Et voici pour conclure la strophe défectueuse :
Enfin, après quatre ans, une juste colère
. . . . . . . . . . . . . . . . . . . . . . . . .
Que le flux de ma peine a trouvé son reflux :
Mes sens qu'elle aveuglait ont connu leur offense ;
Je les en ai purgés, et leur ai fait défense
De me la ramentevoir plus.
Fin du poème :
La femme est une mer aux naufrages fatale ;
Rien ne peut aplanir son humeur inégale ;
Ses flammes d'aujourd'hui seront glaces demain :
Et s'il s'en rencontre une à qui cela n'avienne,
Fais compte, cher esprit, qu'elle a, comme la tienne,
Quelque chose de plus qu'humain.
Voilà chers Sculpteurs-Poètes, amusez-vous, accrochez-vous si le cœur vous en dit - mais dans les règles toujours (sinon ce n'est pas drôle) ! Puis surtout… c'est Malherbe. Il se peut que pour restaurer dignement du Malherbe, il faille faire mieux que Malherbe

Louis Latourre
(*) François de Malherbe
Né à Caen (France) en 1555 ; Mort à Paris (France) en 1628
François de Malherbe naît au cœur d'une famille noble protestante et s'intéresse très tôt à la poésie. Il rejoint la cour d'Henri IV et est nommé poète officiel. Il soutient une poésie rigoureusement structurée, où le lyrisme prédomine. Il se plaît à présenter sa conception de l'art poétique dans des ouvrages tels que "Remarques sur Desportes". Il s'éteint en 1628. Le recueil de la totalité de ses poèmes paraîtra à titre posthume deux ans plus tard. Malherbe influencera fortement la littérature et notamment la poésie dite "classique".

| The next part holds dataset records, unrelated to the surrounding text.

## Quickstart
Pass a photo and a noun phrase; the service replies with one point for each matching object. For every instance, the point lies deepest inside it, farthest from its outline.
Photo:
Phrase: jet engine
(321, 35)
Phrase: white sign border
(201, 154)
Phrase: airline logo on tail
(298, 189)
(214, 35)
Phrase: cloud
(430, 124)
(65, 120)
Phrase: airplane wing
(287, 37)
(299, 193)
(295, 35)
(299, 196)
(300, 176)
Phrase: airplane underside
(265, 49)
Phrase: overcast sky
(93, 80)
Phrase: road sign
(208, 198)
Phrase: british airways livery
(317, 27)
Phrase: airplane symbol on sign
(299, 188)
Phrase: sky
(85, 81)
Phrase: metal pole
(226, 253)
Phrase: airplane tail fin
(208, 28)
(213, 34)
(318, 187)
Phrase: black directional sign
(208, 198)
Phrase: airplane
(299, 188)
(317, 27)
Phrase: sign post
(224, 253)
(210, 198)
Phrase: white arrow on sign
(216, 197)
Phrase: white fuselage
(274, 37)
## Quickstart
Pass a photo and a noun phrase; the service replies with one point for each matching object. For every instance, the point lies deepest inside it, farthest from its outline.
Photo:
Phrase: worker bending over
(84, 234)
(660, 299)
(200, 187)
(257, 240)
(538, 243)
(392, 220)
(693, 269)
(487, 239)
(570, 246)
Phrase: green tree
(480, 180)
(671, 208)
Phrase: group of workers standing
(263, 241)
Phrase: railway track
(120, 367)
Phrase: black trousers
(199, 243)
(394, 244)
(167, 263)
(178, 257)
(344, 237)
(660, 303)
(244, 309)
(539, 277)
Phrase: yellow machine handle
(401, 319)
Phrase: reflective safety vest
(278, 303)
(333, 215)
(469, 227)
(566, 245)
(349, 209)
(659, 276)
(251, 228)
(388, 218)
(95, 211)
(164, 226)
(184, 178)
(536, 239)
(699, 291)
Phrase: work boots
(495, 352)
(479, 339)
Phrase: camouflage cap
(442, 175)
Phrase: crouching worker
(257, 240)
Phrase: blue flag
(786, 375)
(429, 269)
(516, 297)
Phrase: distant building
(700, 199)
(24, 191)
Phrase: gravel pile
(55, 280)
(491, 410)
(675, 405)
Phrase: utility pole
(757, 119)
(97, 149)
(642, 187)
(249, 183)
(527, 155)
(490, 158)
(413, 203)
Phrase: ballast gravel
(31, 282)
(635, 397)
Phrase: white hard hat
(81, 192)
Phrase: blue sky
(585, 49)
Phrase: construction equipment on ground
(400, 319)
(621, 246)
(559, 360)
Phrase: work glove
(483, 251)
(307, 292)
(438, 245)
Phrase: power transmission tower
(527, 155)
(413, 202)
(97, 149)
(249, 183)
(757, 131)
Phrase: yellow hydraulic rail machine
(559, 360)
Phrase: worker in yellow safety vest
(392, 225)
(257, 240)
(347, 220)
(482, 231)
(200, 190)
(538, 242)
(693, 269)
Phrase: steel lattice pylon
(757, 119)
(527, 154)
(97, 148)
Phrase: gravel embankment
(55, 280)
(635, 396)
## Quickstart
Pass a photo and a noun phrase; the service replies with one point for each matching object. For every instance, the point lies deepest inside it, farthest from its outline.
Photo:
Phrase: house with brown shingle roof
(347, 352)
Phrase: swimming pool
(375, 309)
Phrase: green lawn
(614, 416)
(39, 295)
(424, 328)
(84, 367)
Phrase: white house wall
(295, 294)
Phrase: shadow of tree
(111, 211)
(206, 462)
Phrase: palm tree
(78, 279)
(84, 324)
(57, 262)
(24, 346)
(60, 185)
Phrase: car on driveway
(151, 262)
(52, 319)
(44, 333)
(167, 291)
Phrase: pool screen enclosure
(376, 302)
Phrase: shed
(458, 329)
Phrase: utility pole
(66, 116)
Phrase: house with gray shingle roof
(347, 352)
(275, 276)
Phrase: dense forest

Publication des œuvres de Malherbe
Les poèmes de François de Malherbe sont regroupés dans un même recueil et publiés à titre posthume (« les Œuvres de François Malherbe »). Dès 1605, il s'applique à donner à la poésie une structure nette et précise, recourant à des sujets inébranlables dans le temps. Précurseur du genre classique, il reçoit, toujours à titre posthume, l'hommage de Boileau dans « l'Art poètique » (1674).